Via Ryan King, we have a link to David Brin and how global capitalism is a force for world peace. To which I say:
Yay captalism! Yay globalism! Yay for the bourgeious elite! Without the rich (for whom sellers compete by lowering prices and increasing quality), goods and services cannot become cheap enough for everyone else; only the wealthy (in a relative sense) can subsidize that development. And with the increase in availability of goods and services and common expectations, what follows is “peace through shared culture.”
Incidentally, the best way to help the survivors of natural disasters such as the Christmas Tsunami in the long run is to buy their goods and services, not provide simple aid.
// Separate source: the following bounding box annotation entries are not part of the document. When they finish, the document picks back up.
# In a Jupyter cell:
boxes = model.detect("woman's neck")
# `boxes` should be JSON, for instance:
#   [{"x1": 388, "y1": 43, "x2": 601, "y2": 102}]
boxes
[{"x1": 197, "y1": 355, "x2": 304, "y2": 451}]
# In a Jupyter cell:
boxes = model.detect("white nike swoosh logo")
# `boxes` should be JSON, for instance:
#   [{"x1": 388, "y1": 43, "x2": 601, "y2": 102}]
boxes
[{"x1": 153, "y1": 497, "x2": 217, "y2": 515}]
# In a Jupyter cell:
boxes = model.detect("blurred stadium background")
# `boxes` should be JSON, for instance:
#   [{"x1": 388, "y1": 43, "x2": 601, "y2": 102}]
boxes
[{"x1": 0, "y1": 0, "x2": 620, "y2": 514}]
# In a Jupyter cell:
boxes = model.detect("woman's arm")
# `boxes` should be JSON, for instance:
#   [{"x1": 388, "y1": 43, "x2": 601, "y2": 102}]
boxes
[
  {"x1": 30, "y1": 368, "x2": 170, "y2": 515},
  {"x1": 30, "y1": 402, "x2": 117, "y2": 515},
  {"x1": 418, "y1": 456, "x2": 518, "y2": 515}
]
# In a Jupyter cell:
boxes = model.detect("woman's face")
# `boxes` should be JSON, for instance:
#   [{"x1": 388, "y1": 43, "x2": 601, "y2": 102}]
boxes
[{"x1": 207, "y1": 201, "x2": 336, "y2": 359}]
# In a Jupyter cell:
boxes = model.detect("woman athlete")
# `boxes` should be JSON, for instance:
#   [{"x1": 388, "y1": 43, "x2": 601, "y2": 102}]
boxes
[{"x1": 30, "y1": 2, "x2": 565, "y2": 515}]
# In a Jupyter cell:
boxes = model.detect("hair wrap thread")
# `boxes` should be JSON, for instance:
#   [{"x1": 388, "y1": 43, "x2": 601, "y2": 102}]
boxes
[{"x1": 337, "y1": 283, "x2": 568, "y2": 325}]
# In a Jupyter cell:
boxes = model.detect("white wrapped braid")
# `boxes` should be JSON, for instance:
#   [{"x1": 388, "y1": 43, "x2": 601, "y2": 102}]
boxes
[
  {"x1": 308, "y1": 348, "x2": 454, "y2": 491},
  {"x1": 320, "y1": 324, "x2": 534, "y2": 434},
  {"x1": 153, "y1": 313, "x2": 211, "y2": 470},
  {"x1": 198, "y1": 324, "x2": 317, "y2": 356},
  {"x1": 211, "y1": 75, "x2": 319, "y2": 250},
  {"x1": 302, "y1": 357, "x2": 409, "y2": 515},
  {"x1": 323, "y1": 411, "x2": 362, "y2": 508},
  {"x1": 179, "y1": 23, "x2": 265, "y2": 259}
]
In the short term, aid is necessary, but it always dries up. Profitable business is self-supporting.
UPDATE:
Here’s a quote from the Brin essay:
We are told that the world is a devastatingly sad and oppressive place, filled with poverty and hopelessness. And, indeed, the raw numbers of people who suffer malnourishment and/or oppression, can only tear at the heart. Ideally, this awareness will spread and make us feel determined to do better.
But the irony is that only people who are relatively satiated can indulge in empathy and feel the pain of others, for whom satiation is but a dream.
In fact, the percentage of human beings who live in some degree of comfort and safety, with secure hope that their increasingly educated children will do better, has been rising spectacularly for two generations. And the principal driver of this change has been the U.S. consumer, purchasing the output of tens of thousands of foreign factories, wherein the same pattern gets repeated from one country to the next.
By historical (or even current third-world) standards, even the poorest of Americans is screamingly wealthy. This is what I mean by “relative” wealth earlier in this post; that you have a roof over your head, comfortable and protective clothing, indoor plumbing with hot and cold running water, easy access to food, and so on — this places you in the top one percent of all humanity that has ever lived, up with the emperors of Rome, as far as luxury living is concerned. The natural state of Man is naked, cold, hungry, destitute, living in caves, being hunted by tigers and other men — anything better than that is a good thing.
UPDATE 2:
Brin is responding to Buffett. Cafe Hayek responds as well:
Buffett no doubt believes that dollars held by foreigners represent debt owed by Americans to foreigners. Only in the most irrelevant and formal sense is this belief valid. Each U.S. dollar is a Federal Reserve Note, issued by a U.S. government institution (the Fed) and formally redeemable by that U.S. institution. But redeemable for what? Answer: another Federal Reserve Note of the same value.
In fact, dollars held by foreigners are not debt in any economically relevant sense.
“But can’t foreigners spend these dollars on U.S. goods, services, or assets?!” I hear someone (Buffet, perhaps) asking. Of course dollars can be spent in this way; that’s the only reason foreigners accept dollars in exchange for the things they sell. But this fact doesn’t make dollars debt.
It may be a small and insignificant point, but there are some really poor people here in the US. There are definitely people in the US (here in Tennessee even) who do not meet the criteria you listed,
Your general point about the wealth of the American public relative to the world is right on. Basically, if you are reading this you are rich.
I also agree about support through patronage (re: Tsunami, etc). Though it sometimes takes some aid to get to a point where they can offer goods and services for sale. It does raise the point about the power of patronage. Following your line of reasoning, who you buy goods and services from is who you support. Would that then mean that there is a responsibility to be careful who you give your patronage to?
Jackson wrote:
Of course there are; there is always a number (though vanishingly small) that are truly destitute. Not to be pitiless, but the circumstances leading to their destitution are another matter entirely.
Yes. :-) This is one reason I am in favor of more transparency, not less, in all arenas. Particularly in government and the related processes (e.g. campaigns, although McCain-Feingold is an abomination), because its monopoly on the use of force renders it so vastly powerful in a legal and physical way. That desire for transparency applies to all large organizations, though, whether government, business, or not-for-profits.